In tanta gloria, che aveva tenuto svegli quei poveri uomini, oppressi dal sonno, Mosè ed Elia, parlano con Gesù della sua "dipartita", del suo "esodo" da questo mondo; parlano, quindi, dell'imminente passione, allorché il volto del Figlio di Dio non avrà più bellezza, né splendore, come profetizzò Isaia, ma sarà coperto di sputi e di sangue, sarà sfigurato dal dolore, tanto, da non attirare più alcuno sguardo. È questa, l' immagine che fa da sfondo, a quella figura d'uomo dal volto splendente e dalle vesti sfolgoranti.

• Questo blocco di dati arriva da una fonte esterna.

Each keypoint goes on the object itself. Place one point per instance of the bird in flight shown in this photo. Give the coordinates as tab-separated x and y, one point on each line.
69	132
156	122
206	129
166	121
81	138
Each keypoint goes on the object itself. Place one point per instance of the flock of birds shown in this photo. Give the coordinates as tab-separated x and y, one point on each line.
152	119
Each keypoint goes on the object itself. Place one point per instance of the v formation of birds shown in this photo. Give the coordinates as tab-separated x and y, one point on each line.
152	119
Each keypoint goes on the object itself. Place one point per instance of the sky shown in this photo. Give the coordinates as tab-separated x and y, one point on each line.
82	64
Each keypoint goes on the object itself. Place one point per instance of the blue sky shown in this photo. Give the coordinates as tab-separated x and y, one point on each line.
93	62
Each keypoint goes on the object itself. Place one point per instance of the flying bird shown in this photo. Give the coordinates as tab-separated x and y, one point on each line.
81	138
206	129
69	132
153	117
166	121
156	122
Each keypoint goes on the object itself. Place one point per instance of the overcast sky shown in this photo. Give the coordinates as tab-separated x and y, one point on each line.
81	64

La visione, tuttavia, è di breve durata, essa non può costituire un rifugio; le parole di Pietro: «Maestro, è bello per noi stare qui. Facciamo tre tende...», non hanno senso, nel progetto salvifico di Dio, e non rientrano nella missione del Cristo; bisogna scendere dal monte e dirigersi verso Gerusalemme, e da lì salire al Calvario, bisogna portare a compimento l'esodo, tenendo vive nel cuore, le parole udite dalla nube:«Questi è il Figlio mio, l'eletto: ascoltatelo!».

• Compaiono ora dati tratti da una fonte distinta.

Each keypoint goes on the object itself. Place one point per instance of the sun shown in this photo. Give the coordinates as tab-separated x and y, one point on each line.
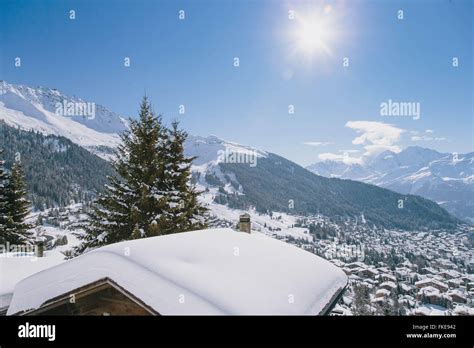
312	33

La visione, di Cristo trasfigurato è, principalmente, la manifestazione della sua divinità, ma è, anche, la rivelazione, dello splendore finale, del volto di ogni uomo redento.
Quando, il nostro esodo personale, giungerà a termine, e la nostra speranza, troverà compimento nell'incontro con Dio, anche noi splenderemo della Sua stessa gloria.

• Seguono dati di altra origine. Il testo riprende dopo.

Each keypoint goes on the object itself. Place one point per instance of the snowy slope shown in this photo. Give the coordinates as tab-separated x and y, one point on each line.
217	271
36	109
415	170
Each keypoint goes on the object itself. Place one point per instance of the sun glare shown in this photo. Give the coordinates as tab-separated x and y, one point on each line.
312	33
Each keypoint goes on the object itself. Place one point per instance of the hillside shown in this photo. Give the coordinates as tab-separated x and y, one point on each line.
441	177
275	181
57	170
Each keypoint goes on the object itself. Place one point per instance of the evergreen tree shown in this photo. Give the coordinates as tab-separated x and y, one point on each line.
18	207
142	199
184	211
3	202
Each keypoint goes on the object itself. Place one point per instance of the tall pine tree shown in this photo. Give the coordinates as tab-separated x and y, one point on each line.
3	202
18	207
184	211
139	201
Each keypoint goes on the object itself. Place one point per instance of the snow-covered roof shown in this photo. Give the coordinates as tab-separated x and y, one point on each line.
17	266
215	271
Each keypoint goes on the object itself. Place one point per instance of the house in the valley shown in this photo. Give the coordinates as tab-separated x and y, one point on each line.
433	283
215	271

È la forza e la consolazione che ci vengono dall'evento grande della Trasfigurazione, consolazione e forza, che devono essere l'anima del nostro cammino di fede e di speranza, che, inevitabilmente, passa per una via di dolore e di croce; "Se qualcuno vuol venire dietro di me - ha detto Gesù – prenda la sua croce e mi segua" ( Mc. 8,34); non si può percorrere una strada, diversa da quella che porta al Golgota, e vedere il Volto del Padre.


195 - PURIFICAMI, MIO SIGNORE

Purificami, o Signore, sarò più bianco della neve.
Pietà di me, o Dio nel tuo amore; nella tua grande misericordia cancella la mia iniquità. Lavami tutto dalla mia colpa, dal mio peccato rendimi puro. (Sal 50 3-4)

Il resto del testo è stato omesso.